Z世代の西川昇吾が考えるクルマを買うというアナログ
文・西川昇吾/写真・淵本智信
対談を終えて感じたことを一言で言い表すのであれば、「日本の自動車という経済コミュニティは伝統と新技術の共存が重要」ということだ。今、日本では長年自動車に使われている内燃機関に関して、技術開発の継続も含めて必要性が訴えられている。ただ、日産「サクラ」や三菱「eKクロスEV」などの一定の成功を見ていると、軽乗用車にBEVを搭載するのはひとつの最適解かもしれない、とも思う。日本の自動車市場の進化のためには、内燃機関という伝統とBEVという新技術が共存し、ユーザーに複数の選択肢を提供できることが重要なのだ。
今回のAuto VRも自動車の販売現場で見てみれば同じようなことが言える。VRは実車への具体的なイメージを固めるサポートツールであり、営業スタッフが要らなくなるゲームチェンジャーではない。製品を造る、モノを売るという活動は常に競争して進化していかなければいけない。
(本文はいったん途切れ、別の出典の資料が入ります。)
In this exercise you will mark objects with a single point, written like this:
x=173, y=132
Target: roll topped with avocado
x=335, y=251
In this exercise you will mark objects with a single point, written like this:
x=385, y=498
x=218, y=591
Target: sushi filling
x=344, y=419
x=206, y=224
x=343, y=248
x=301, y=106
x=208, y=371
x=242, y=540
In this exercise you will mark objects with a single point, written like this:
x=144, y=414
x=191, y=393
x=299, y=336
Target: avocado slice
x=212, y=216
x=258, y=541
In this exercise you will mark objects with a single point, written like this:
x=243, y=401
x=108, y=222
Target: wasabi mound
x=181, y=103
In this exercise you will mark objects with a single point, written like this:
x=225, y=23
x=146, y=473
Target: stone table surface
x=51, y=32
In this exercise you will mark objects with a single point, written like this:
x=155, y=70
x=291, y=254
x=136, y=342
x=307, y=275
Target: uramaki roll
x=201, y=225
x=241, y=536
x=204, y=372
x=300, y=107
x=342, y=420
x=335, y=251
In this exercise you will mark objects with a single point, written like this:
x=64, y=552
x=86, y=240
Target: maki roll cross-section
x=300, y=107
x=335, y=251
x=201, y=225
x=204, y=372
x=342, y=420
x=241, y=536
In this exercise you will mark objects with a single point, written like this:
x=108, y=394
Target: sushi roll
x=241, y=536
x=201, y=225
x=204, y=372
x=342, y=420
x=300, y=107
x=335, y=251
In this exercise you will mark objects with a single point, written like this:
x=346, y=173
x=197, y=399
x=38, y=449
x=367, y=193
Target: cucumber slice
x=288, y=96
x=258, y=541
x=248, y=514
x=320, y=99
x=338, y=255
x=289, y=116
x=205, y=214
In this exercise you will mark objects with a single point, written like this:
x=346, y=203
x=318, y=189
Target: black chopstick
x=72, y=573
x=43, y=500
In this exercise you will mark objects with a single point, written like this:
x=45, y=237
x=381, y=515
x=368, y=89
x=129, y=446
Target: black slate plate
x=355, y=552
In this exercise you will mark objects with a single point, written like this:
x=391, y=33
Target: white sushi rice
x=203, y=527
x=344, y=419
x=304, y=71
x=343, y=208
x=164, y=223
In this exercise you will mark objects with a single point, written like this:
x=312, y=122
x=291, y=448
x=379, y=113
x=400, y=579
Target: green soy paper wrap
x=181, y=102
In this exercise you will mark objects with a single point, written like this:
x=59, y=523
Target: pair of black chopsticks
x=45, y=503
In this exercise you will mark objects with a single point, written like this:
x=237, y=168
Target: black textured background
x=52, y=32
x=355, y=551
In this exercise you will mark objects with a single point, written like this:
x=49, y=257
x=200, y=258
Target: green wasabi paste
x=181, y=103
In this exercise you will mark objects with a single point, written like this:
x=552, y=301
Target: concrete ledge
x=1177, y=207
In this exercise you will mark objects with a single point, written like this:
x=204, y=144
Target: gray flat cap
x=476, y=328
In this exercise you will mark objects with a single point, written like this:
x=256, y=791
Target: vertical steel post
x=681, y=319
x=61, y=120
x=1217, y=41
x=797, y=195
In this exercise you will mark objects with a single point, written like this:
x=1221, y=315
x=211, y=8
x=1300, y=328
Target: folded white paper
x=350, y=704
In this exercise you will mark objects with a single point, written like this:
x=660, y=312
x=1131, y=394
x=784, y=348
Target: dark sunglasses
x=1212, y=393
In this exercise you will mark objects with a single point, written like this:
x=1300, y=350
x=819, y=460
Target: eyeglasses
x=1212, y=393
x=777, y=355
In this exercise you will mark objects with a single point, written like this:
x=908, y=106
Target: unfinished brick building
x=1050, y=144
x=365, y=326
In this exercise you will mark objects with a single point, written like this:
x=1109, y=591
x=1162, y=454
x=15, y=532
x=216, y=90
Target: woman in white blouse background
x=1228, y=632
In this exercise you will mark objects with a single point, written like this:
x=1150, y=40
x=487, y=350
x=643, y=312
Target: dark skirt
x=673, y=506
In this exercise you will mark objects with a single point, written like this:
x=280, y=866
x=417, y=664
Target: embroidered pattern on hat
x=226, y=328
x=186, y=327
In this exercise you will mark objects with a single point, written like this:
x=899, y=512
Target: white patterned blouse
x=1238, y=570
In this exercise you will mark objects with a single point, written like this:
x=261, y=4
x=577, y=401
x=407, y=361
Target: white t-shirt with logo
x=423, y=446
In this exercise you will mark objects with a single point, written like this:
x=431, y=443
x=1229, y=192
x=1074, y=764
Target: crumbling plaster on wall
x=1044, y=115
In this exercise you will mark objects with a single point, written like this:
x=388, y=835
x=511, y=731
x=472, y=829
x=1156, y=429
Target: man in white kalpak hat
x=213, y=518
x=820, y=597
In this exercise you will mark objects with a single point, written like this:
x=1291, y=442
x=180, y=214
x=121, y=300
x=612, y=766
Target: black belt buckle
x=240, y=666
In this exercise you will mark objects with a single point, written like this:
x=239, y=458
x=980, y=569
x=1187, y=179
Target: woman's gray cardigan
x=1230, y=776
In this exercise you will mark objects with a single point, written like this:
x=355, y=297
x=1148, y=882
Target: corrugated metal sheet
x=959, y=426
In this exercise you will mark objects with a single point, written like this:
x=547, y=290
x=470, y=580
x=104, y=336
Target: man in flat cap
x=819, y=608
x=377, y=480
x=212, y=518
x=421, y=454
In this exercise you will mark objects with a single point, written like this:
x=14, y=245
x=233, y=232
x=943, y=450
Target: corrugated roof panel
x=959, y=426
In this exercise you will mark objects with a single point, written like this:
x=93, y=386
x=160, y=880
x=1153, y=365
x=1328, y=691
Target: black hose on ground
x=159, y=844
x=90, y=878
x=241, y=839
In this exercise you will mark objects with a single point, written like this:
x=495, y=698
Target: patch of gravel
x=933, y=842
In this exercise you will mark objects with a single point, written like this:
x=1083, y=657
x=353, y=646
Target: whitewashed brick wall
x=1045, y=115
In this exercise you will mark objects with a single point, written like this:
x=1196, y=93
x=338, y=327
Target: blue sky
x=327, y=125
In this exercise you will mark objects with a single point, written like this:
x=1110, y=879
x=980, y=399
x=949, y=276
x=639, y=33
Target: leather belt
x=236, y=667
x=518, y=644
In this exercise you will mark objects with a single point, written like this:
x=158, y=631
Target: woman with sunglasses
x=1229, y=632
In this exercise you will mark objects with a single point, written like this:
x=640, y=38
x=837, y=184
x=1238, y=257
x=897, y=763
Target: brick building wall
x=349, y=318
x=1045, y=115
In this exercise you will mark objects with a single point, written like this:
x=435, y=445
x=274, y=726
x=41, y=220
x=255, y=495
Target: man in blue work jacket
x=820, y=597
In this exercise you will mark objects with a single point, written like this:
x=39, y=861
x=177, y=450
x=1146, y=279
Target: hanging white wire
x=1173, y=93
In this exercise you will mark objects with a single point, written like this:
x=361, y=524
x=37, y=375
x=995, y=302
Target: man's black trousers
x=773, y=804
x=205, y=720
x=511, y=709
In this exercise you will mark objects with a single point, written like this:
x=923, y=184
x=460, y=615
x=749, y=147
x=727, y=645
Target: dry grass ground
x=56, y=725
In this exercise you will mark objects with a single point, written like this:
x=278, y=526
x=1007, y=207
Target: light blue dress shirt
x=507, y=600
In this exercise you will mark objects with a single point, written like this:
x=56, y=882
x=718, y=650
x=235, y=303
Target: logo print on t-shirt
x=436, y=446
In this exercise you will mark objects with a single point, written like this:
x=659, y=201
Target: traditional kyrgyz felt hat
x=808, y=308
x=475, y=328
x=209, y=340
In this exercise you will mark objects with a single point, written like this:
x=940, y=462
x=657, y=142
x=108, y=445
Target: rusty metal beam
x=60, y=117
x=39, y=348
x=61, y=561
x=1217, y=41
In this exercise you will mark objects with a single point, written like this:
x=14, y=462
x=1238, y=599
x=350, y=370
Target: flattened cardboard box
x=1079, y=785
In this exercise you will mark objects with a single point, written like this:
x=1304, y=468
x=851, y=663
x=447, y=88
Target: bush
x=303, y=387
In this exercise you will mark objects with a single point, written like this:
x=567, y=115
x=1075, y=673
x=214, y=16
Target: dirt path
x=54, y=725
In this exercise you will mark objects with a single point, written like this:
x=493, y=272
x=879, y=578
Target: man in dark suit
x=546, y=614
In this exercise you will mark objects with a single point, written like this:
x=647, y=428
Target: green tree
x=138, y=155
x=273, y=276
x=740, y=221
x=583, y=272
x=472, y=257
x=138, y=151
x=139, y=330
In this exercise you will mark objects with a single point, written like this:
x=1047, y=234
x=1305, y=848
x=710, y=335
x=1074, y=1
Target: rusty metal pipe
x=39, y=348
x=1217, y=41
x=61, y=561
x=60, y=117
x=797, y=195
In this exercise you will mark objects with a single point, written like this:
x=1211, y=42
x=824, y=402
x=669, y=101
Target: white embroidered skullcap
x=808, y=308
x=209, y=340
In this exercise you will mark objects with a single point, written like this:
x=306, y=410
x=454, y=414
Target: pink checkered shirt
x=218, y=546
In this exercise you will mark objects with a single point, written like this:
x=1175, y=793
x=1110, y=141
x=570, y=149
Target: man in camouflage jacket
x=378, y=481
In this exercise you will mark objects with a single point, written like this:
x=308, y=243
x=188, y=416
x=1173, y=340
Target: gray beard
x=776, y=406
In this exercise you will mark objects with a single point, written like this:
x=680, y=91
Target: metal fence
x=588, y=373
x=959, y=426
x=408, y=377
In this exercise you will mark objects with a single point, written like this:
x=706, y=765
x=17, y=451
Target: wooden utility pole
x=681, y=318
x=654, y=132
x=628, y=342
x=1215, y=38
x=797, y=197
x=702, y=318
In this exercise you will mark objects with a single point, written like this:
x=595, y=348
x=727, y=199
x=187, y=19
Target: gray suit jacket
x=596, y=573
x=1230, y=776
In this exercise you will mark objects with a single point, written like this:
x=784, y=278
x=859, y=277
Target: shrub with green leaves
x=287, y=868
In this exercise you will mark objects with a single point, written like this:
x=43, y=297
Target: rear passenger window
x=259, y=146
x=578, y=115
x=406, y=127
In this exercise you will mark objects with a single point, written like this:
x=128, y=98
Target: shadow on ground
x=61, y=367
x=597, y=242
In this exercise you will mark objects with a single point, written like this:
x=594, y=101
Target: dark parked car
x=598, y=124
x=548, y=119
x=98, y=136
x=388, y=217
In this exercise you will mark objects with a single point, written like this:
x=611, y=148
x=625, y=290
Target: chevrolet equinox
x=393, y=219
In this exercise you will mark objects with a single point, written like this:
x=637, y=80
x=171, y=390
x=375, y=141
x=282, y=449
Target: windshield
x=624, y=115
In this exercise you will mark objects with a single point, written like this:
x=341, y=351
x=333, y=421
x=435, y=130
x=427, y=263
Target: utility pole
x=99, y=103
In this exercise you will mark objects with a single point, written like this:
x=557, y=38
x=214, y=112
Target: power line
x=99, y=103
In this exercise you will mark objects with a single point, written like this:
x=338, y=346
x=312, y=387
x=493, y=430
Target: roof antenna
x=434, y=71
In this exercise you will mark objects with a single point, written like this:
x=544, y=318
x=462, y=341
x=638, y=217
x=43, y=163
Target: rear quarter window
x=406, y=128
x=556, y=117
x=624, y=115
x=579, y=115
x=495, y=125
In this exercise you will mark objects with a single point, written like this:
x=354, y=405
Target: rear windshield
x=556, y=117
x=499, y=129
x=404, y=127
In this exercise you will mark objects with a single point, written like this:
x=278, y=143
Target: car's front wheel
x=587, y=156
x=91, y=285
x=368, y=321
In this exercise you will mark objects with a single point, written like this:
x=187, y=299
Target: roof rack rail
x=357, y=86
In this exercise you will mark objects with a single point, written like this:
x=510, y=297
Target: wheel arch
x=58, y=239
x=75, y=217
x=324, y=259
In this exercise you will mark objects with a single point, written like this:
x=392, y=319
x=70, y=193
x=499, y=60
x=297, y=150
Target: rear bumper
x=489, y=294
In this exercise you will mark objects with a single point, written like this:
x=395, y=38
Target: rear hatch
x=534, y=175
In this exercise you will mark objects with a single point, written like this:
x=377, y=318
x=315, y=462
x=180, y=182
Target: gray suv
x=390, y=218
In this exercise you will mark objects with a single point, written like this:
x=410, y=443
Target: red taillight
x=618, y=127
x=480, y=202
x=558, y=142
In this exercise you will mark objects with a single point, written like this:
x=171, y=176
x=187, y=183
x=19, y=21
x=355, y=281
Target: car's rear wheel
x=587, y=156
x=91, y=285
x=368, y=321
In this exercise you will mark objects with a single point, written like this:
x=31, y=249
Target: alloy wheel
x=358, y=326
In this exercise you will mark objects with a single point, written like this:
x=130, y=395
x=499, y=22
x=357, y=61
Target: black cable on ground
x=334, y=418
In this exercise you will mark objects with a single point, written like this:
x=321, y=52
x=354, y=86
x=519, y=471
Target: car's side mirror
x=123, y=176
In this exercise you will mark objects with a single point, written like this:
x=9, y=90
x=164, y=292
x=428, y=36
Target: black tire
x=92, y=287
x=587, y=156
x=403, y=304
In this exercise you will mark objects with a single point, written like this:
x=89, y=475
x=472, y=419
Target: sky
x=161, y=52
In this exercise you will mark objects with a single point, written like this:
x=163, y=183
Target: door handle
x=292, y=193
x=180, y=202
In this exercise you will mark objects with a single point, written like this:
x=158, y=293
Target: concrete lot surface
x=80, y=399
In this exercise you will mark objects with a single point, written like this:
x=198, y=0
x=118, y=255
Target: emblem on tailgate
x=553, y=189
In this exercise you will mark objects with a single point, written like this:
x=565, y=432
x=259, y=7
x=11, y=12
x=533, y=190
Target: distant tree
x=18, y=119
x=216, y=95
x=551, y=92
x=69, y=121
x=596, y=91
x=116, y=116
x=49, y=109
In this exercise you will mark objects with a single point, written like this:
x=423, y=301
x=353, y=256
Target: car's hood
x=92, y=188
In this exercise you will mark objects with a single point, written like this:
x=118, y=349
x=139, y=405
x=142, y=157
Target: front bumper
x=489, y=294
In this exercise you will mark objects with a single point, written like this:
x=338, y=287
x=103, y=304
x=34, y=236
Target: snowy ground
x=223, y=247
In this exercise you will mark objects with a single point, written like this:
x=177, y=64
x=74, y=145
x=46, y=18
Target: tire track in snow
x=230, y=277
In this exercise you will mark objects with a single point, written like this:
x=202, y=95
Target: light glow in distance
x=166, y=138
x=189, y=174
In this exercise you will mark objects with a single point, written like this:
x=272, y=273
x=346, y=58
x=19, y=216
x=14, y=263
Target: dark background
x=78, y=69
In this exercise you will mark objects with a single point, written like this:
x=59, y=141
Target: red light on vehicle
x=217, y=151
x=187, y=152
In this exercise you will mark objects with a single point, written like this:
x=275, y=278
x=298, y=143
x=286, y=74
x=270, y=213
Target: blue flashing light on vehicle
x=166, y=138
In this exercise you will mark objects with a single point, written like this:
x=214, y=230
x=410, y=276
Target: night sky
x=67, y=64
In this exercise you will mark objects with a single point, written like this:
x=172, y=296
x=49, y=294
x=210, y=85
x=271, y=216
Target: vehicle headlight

例えば販売現場でAuto VRを導入することは、顧客に喜ばれるサービスの1つで、導入することで他のディーラーと差を付けることが出来る。しかし、クルマの購入というのは1人のユーザーにとって大きなことだ。そんなときに誰かクルマに詳しい人に相談をしないのは怖いという気持ちが、保守的な日本人にはあるはず。だから対談にもあったように、最後は「人」からクルマを買いたい人が多いと思う。VRという新技術と営業スタッフという伝統が共存していくのだ。
新車で言えば販売会社があって、近所のディーラーがあって、馴染みの営業スタッフがいて…それが日本のクルマの売り方・買い方の伝統と言って良いだろう。Auto VRはその伝統を支えていくツールというのが筆者の見方だ。自身も「新車を買うならこのお店で買いたい」というのはスグに思いつく。
筆者はこれまで新車購入の経験はなく、中古車しか購入したことはないが、付き合いのある新車ディーラーはいくつかある。どのディーラーも記事執筆の際に、「あの新型モデルは店頭でどんな反応?」といった質問にいつも協力的に答えてくれる。だから新車を購入するなら、やっぱり彼らから、つまり「人」から買いたいと思うのだ。
知人にも「人からクルマを買う」の究極系な人がいる。「メルセデスなんか正直興味ないけどね」と言っていながらここ数台はメルセデスを乗り継いでいる人だ。聞いてみると「ヤナセの担当が良い人で離れられないんだよね」とのこと。知人は、その営業スタッフが新人の時からの付き合いで、約10年経った現在では年間150台を売る敏腕営業スタッフへと成長したそうだ。知人も含め、「その営業スタッフだから買いたい 」 そんな人が多いのだろう。まさに「クルマは人から買いたい」を表しているエピソードである。
カー「ライフ」という言葉にあるように、クルマはどんな車種を選ぶかによって、生き方や人生に大きな影響を与える工業製品だ。だからこそ、購入に際して親身に相談に乗ってくれる「人」の存在が大事なのだ。
人から買うという伝統的なスタイルを維持しながら、VRやインターネットの活用など、より購入者に優しいサポートツールを活用することで、クルマの売り方は進化していくはずだ。